Amnesty’s report, based on interviews with nearly two dozen arrested people, offers evidence of torture and other mistreatment of protesters in police detention. One man detained at a police station after a protest told Amnesty that officers took him to a separate room when he refused to answer a question, beat him severely and threatened to break his hands.

“I felt the pain in my bones and couldn’t breathe. I tried to shout but I couldn’t breathe and couldn’t talk,” the man said, according to the rights group’s report.

“Given the pervasiveness of the abuses we found, it is clear that the Hong Kong police force is no longer in a position to investigate itself and remedy the widespread unlawful suppression of protesters,” said Nicholas Bequelin, Amnesty’s East Asia director, stressing the need for an independent inquiry.

A spokesman for the Hong Kong police, in emailed comments to The Washington Post, said the police respect “the privacy, dignity and rights of the person under police custody and have a set of standard procedures in handling the person in police custody.”

Detainees in need of medical attention are brought to the nearest clinic or hospital, the spokesman added.

In response to questions on Chan’s client, the spokesman said that police “do not comment on individual cases” and that anyone who feels aggrieved about their treatment can “lodge a complaint through the existing well established mechanism.”

Hong Kong’s government and police force are now in uncharted waters — facing not only the ire of their people, but also that of human rights groups known for exposing violations worldwide, as well as the United Nations. U.N. experts last week condemned the excessive use of force by law enforcement officials.

When Hong Kong Chief Executive Carrie Lam moved to withdraw the extradition bill that sparked the protests, even her pro-Beijing political allies said she was out of step with a populace now angered more by police actions than by the shelved extradition proposal. They urged Lam to reconsider her stance that an existing police complaints mechanism, which critics charge is stuffed with pro-government loyalists and has no ability to call witnesses, is sufficient.

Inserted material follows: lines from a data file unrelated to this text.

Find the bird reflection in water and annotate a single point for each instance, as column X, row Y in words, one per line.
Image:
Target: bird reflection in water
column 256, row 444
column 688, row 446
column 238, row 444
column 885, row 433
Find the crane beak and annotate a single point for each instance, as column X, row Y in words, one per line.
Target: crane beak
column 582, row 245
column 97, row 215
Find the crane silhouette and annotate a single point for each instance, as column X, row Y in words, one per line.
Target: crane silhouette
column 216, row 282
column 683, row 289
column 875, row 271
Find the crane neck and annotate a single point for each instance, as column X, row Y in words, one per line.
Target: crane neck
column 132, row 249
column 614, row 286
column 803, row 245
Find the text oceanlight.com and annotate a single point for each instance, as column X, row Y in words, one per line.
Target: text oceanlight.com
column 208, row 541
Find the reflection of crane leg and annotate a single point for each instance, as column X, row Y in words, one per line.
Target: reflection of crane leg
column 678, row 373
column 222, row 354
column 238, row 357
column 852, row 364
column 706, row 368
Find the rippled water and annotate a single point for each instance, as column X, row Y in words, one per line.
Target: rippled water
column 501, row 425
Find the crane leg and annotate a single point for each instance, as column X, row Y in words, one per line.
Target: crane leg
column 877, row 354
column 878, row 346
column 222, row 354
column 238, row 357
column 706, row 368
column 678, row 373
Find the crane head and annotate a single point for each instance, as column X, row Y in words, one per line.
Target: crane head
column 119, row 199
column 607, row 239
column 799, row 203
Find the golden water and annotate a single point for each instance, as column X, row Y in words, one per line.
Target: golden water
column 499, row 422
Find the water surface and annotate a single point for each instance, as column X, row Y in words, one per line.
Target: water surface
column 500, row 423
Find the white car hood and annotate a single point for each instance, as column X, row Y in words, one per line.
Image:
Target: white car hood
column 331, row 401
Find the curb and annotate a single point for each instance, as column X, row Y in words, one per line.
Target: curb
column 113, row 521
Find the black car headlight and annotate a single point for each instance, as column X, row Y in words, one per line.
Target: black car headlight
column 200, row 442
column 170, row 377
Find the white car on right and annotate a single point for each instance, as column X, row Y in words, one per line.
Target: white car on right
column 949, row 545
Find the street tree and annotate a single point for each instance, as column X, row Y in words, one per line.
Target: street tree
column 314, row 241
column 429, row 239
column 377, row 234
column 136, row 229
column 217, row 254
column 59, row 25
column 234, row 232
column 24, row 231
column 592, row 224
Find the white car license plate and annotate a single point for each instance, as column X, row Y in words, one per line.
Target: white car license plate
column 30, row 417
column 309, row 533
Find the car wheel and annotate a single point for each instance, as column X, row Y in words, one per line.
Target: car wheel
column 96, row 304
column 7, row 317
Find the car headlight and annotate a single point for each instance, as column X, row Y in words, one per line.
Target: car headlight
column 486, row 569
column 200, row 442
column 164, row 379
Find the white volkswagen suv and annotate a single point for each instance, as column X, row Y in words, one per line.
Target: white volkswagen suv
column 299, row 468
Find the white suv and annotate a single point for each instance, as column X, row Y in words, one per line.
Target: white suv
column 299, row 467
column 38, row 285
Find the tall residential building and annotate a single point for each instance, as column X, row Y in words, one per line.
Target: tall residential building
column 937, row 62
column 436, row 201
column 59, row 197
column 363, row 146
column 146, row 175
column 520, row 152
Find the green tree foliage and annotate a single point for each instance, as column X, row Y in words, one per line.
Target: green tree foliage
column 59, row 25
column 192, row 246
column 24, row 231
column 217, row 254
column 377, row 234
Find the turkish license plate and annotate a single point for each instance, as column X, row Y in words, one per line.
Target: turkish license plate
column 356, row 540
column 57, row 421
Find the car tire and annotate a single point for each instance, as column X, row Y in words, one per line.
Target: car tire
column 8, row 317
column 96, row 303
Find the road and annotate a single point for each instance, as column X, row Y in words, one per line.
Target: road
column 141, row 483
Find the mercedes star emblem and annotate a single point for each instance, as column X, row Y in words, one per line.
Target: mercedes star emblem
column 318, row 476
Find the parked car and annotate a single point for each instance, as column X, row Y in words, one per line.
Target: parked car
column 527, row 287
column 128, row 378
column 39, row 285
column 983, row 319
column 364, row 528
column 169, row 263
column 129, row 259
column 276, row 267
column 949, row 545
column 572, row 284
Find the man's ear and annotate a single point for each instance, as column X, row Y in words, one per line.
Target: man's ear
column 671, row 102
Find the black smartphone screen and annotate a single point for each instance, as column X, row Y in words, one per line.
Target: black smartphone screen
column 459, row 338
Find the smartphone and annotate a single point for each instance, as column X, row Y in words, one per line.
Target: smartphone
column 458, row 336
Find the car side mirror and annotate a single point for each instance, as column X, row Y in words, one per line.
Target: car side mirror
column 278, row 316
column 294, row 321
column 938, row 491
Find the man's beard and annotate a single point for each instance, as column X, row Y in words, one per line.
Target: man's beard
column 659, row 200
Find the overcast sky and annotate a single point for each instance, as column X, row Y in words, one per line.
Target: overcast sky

Hong Kong police have arrested almost 1,500 people over the course of the demonstrations. Yet the arrests and bans on large assemblies have not stopped people from taking to the streets. Protesters are planning civil disobedience actions on Oct. 1, the 70th anniversary of the People’s Republic of China’s founding. Hong Kong’s government this week canceled a harborfront fireworks show planned for that evening, citing “public safety.”

Throughout the crisis, police have defended their use of force as appropriate and effective. They point out that protesters have been illegally occupying roads, vandalizing subway stations, assaulting officers and setting fires.

“We must bear in mind, with the intense and excessive violence used by rioters, everyone in society is a loser,” Tse Chun-chung, chief superintendent of the police’s public relations branch, said on Monday. “Weeks after weeks and month after month, these radical protesters are tearing our society apart.”

Many residents, human rights groups, lawyers and others say that police have not been consistent in exercising their duties. They accuse the force of responding slowly and with restraint when pro-Beijing gangs have attacked protesters, while deploying overwhelming force against anti-government demonstrators.

Sen. Marco Rubio (R-Fla.), a longtime advocate for Hong Kong’s autonomy, told a congressional hearing this week that pro-Beijing thugs associated with organized crime and the Communist Party’s overseas influence operations had violently confronted demonstrators, journalists and passersby in recent months.

“And the police just looked on, looked the other way, and in some cases, even cooperated,” he said.

Attention is shifting to the international community’s response to the events in Hong Kong. Congress is considering a bill that would seek to punish those who suppress the city’s freedoms, and some lawmakers are pushing legislation that would ban the sale of riot-control equipment to Hong Kong police. Beijing’s encroachment on the territory’s freedoms also is expected to feature in discussions at the U.N. General Assembly this month.